Make cdist truely language-agnostic (polyglot) #365

Open
tabulon wants to merge 6 commits from tabulon/cdist:dev-tabulon-feat-polyglot-PR1 into master
First-time contributor

The changes in this PR allow Cdist to become essentially language-agnostic (polyglot).

Please refer to #249 for earlier discussion, including : rationale, the suggested solution, and possible caveats...

Prior to this PR, cdist did have some support for the shebang for scripts running locally, without a need to set the CDIST_LOCAL_SHELL environment variable, as long the script file has EXECUTE permissions set,

In practice, this meant that we could write manifest and gencode in any scripting language.

The missing pieces were:

  • scripts destined for remote target hosts (e.g. explorers)
  • generated code (output from gencode-*, be it local or remote)
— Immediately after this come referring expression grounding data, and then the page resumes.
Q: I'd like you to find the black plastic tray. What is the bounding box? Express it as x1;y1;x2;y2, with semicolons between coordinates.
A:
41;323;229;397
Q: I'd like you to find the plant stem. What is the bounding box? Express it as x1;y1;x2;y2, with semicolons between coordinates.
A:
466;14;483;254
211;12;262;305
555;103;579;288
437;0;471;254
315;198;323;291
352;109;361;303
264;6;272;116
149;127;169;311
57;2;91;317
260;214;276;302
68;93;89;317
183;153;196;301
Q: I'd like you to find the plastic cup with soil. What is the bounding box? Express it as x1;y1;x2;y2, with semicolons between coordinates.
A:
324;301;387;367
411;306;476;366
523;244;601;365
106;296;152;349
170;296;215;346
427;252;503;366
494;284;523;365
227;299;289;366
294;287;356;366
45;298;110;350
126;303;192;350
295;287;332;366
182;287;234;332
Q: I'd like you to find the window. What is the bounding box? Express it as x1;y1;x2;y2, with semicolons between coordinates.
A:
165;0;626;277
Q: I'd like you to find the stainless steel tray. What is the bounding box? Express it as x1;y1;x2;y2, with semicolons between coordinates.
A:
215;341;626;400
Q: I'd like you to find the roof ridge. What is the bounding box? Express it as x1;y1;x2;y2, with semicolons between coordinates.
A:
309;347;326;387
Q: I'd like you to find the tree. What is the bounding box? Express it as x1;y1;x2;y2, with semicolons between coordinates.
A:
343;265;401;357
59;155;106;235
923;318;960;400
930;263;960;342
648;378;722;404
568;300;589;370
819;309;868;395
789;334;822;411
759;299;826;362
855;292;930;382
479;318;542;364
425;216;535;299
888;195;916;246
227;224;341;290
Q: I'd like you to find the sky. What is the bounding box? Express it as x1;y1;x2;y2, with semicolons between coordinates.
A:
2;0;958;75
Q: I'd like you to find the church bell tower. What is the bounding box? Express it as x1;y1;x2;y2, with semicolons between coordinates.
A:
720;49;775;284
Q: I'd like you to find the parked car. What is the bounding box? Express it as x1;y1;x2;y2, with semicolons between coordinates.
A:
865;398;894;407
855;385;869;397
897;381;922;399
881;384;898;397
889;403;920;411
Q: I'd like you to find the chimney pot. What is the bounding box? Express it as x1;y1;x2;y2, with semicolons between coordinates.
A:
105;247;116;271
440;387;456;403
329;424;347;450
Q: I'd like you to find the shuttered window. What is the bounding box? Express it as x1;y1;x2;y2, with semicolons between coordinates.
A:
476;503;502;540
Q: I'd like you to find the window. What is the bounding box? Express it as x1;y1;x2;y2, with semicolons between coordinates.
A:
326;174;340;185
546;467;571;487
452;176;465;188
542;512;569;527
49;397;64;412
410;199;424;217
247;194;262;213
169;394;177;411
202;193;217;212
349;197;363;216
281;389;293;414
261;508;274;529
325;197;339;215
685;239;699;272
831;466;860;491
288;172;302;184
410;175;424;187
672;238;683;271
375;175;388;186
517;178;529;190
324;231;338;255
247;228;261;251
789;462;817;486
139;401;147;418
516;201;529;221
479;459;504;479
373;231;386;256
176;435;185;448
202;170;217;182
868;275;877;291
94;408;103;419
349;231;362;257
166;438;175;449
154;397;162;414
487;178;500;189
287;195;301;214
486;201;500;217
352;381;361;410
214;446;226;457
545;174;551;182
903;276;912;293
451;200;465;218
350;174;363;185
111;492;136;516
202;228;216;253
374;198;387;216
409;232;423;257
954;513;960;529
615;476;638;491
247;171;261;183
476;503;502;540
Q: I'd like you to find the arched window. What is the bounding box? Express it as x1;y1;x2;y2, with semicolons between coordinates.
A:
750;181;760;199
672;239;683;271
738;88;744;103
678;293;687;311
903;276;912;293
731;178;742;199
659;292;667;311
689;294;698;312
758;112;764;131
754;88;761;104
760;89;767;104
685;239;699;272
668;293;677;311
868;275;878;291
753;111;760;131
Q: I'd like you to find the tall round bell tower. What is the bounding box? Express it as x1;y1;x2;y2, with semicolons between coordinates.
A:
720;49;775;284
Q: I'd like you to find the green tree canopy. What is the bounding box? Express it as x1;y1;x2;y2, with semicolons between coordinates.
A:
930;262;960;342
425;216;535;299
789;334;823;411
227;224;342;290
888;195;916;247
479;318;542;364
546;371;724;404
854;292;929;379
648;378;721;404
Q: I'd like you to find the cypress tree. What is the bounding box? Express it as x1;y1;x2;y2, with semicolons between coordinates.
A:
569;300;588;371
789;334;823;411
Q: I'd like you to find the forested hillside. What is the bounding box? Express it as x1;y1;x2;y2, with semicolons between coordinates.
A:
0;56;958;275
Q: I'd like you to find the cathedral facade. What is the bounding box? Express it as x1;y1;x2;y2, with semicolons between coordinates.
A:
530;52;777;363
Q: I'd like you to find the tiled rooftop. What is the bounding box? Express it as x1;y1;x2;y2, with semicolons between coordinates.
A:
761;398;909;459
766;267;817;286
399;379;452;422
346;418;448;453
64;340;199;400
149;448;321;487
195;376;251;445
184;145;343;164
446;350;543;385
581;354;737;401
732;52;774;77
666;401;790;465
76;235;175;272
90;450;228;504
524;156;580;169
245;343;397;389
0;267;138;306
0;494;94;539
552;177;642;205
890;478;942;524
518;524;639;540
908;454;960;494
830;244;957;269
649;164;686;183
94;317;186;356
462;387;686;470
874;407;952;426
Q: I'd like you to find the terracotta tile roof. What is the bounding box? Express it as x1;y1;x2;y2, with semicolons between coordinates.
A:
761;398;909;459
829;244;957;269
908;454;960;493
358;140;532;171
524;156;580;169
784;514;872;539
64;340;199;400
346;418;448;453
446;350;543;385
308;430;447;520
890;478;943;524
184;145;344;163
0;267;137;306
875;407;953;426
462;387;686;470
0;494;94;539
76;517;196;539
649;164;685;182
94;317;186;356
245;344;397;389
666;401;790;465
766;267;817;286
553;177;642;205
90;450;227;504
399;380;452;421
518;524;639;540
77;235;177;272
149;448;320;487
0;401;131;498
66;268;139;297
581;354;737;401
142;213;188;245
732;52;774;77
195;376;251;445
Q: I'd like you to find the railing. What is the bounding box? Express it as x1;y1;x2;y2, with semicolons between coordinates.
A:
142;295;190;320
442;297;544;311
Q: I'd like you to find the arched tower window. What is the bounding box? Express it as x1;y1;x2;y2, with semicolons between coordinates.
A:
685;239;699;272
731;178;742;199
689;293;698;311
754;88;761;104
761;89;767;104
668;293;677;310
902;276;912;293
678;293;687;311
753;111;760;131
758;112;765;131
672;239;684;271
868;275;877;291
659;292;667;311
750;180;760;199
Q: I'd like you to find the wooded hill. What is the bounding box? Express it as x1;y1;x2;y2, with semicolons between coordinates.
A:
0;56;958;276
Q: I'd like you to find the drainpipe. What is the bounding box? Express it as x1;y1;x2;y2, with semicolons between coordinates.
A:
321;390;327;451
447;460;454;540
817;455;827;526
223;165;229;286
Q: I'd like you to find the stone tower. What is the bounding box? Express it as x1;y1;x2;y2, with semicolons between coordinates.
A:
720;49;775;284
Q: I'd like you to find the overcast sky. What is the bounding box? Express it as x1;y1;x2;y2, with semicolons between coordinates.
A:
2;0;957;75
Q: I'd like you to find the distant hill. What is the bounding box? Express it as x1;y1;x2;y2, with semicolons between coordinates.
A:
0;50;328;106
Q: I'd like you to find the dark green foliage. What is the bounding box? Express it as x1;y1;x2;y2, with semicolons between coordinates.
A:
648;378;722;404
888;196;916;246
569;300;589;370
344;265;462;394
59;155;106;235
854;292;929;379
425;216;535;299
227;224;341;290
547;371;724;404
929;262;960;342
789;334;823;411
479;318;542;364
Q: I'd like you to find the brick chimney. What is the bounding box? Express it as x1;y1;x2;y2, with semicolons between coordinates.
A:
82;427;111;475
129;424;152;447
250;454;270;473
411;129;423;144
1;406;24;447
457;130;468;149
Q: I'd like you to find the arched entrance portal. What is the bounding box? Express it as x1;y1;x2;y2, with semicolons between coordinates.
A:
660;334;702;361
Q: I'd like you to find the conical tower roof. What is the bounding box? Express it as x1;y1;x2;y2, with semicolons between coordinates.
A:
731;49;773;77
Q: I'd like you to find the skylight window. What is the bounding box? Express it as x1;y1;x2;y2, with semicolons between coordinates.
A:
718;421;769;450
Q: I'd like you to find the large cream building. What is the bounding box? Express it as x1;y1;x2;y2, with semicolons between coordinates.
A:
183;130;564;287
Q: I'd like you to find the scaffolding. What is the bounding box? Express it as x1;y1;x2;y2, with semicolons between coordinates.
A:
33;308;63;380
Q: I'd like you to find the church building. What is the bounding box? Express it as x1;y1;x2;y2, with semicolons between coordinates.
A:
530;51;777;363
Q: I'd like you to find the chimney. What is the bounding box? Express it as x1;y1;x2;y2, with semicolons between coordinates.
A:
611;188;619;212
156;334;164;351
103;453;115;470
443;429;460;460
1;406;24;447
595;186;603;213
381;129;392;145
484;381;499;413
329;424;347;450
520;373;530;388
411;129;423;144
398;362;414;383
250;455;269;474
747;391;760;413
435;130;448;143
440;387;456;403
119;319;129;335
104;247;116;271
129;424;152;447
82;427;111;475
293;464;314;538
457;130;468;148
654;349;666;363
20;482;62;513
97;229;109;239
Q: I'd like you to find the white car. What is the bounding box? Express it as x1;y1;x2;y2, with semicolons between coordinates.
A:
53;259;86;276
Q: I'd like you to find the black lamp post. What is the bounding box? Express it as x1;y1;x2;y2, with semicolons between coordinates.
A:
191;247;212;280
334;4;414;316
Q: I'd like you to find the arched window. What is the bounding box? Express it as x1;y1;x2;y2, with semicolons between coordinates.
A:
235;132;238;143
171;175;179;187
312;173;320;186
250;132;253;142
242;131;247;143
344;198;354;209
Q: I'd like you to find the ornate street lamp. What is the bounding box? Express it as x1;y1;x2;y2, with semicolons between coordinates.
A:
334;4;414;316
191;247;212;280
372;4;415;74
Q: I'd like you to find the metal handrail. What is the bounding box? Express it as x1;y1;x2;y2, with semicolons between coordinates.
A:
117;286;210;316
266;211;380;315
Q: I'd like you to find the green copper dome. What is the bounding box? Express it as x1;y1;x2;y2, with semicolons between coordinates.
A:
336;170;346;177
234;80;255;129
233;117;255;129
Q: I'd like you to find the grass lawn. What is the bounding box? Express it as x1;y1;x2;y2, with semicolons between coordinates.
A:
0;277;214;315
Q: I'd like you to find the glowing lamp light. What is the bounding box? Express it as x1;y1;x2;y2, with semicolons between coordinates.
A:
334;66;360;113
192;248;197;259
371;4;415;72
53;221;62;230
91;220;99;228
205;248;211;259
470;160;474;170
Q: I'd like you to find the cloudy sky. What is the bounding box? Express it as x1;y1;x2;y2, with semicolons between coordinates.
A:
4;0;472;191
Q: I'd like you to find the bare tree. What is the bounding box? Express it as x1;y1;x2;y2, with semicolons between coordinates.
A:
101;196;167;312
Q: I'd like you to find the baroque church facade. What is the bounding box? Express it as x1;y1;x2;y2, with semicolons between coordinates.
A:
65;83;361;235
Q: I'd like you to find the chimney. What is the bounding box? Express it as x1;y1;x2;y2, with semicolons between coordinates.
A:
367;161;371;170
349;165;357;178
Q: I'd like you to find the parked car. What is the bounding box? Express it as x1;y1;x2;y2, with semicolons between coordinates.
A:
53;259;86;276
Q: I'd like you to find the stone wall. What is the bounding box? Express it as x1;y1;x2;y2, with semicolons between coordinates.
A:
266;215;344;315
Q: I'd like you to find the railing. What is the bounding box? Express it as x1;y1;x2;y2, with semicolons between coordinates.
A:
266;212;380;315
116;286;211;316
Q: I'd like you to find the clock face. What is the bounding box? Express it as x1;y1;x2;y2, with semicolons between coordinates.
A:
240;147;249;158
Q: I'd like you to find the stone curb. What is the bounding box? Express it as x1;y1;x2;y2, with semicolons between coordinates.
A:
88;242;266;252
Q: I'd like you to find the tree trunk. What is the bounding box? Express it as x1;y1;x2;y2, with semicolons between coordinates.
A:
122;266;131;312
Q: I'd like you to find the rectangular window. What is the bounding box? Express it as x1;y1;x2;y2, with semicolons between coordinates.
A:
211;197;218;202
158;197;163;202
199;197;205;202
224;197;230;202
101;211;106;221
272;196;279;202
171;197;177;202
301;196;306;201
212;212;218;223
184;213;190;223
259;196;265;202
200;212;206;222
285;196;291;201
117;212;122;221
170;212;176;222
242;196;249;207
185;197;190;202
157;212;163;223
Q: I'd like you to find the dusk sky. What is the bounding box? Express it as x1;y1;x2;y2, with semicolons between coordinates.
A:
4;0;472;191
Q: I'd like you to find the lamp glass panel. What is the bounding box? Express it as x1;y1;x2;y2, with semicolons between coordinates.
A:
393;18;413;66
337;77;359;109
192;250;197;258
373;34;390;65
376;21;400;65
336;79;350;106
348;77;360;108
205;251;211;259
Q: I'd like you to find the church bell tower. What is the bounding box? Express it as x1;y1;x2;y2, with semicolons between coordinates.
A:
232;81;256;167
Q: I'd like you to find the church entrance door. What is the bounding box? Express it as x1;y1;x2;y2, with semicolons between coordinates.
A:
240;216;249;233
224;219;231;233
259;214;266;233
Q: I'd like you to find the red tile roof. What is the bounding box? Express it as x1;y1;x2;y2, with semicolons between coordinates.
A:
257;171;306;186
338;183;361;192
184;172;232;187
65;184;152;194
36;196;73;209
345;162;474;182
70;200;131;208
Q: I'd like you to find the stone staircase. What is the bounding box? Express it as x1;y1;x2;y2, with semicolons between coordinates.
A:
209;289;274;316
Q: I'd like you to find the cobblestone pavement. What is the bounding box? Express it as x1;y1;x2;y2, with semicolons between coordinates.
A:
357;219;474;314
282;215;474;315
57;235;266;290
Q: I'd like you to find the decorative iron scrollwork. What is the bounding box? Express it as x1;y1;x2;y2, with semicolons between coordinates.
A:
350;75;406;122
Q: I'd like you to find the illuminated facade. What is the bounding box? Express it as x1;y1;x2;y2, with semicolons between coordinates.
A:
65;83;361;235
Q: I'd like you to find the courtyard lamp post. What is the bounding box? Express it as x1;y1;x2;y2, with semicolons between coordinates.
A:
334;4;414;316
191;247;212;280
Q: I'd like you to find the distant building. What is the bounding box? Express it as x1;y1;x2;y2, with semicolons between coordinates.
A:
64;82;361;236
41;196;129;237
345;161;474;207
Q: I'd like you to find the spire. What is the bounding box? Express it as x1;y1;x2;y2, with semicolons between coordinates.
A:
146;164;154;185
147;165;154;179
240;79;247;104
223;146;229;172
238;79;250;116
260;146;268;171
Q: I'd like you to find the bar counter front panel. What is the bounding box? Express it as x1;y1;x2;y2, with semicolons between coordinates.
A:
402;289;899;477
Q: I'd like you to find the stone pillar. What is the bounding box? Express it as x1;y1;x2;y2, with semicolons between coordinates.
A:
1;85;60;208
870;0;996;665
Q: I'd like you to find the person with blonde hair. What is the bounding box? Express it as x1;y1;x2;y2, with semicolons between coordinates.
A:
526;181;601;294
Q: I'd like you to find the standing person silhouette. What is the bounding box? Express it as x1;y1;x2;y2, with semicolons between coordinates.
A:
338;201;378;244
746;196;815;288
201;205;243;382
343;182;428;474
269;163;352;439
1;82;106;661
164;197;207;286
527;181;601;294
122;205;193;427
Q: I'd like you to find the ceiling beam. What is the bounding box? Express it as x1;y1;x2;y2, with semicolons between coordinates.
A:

This PR extends the polyglot support to include all possible scripts currently used for configuring or extending cdist.
This is done by:

  • running remote executable scripts directly (instead of feeding them to a remote shell), which by itself enables transparent shebang support for those;
    (this was already the case when running executable scripts locally)

  • automatically setting execute permissions on scripts that correspond to code generated via gencode-* scripts (local or remote), upon detecting a shebang.

As a reminder, the shebang mecanism is directly supported by Unix/Linux kernels for srcripts with execute permissions. Therefore, in order to support it, cdist doesn't really need to parse or do anything clever with it.

Note that the actual code changes are quite minimal and the bulk of the changes contained herein pertain to documentation and tests.

Here are some questions and points to watch out for.

Code

  1. Spotted (but didn't fix) a potential bug which is present in both remote.py and local.py
    (the "-e" switch appears to be systematically passed to $CDIST_LOCAL_SHELL / $CDIST_REMOTE_SHELL as if it were /bin/sh.
    Actually, there are no guarantees for the -e switch to be undrestood universally.)

  2. When running a script, we only check for execute permissions, without even looking for a shebang.
    This is the expected -usual- behaviour from a runner...

    But could this pose issues for backwards compatibility ?

    Quite unlikely, I would think: The only scripts that could perhaps misbehave are those that have execute permissions but no shebang (see the polyglot documentation)

Documentation:

I have taken the liberty to add :

  1. a dedicated page for "polyglot" scripting
  2. a "tip" and a reference to that new page on several relevant places (explorer, manifest, type, ...)
  3. some more text to the two overview pages: "why?" and "features"

It is possible that I have taken too much liberty with regards to documentation (especially the 3rd item above).
Please let me know.

Tests:

  1. For one of the test modules (/cdist/test/code/__init__.py), the change appears to be much more than what it really is, mainly because
    I had to resort to burrying the original test class (CodeTestCase) so as to be able to subclass it safely.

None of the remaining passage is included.